Milena Eberhard (Stadtbibliothek Uster) hat in ihrer Bibliothek die Geschlechter-Kategorien abgeschafft. Was hat das ausgelöst? da bux hat bei Milena Eberhard nachgefragt:
Wie kamen Sie auf die Idee, als Experiment die Geschlechterkategorien abzuschaffen?

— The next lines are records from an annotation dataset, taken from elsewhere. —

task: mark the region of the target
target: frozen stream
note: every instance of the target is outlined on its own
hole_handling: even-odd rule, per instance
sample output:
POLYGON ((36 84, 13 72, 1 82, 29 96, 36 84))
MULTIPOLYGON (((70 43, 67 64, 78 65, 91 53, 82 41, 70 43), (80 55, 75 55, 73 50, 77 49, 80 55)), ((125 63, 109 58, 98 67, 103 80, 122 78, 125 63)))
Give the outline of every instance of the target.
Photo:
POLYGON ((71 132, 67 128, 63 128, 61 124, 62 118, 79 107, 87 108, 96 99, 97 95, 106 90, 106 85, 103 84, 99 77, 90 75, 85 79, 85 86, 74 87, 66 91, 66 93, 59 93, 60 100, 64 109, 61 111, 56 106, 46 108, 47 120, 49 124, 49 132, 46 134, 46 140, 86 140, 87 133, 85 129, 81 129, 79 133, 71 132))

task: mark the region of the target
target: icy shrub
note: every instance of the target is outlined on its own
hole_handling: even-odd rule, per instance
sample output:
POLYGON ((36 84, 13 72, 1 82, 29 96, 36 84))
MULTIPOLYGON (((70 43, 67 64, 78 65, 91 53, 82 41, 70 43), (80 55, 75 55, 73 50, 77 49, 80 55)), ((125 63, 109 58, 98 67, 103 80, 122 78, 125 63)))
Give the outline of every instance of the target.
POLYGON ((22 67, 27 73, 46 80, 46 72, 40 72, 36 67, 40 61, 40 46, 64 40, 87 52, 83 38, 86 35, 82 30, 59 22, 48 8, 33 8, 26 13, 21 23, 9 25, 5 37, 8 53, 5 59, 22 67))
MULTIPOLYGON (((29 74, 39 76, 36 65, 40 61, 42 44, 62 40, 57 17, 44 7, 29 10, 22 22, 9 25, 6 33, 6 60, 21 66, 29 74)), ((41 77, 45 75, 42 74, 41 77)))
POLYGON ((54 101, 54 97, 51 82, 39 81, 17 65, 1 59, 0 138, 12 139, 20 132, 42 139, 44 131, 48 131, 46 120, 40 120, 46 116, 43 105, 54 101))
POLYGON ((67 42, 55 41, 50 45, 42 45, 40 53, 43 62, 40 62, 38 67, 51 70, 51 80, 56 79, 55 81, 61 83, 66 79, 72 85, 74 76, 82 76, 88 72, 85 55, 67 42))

Milena Eberhard: Als ich vor drei Jahren die Stelle als Verantwortliche Marketing/Veranstaltungen in der Stadtbibliothek Uster antrat, fiel mir sofort auf, dass wir neben Kategorien wie „Abenteuer“, „Freundschaft“ usw. auch die Kategorien „Mädchen“/“Jungen“ hatten. Dieser Umstand irritierte mich. Literatur bzw. Autor*innen können doch gar kein spezifisches Geschlecht ansprechen, da es die Rezipient*innen selbst sind, welche sich angesprochen fühlen oder nicht. Beim genaueren Hinsehen zeigten sich dann massive Unterschiede bei den Covers, den Inhalten, den Titelheld*innen. Welche Faktoren sind es also, die Verlage, Bibliotheken, Buchhandlungen mit Mädchen/Jungen verbinden? Da ich eine praxisnahe Masterarbeit schreiben wollte, bot sich ein Experiment an. Mein Ziel war, nicht mit blosser Theorie zu argumentieren, sondern im besten Fall aussagekräftige Zahlen zu generieren. Die These dahinter war, dass wir die Kinder/Jugendlichen mit solchen Kategorien und dem Gender-Marketing leiten und sie selbst eigentlich freier auswählen würden.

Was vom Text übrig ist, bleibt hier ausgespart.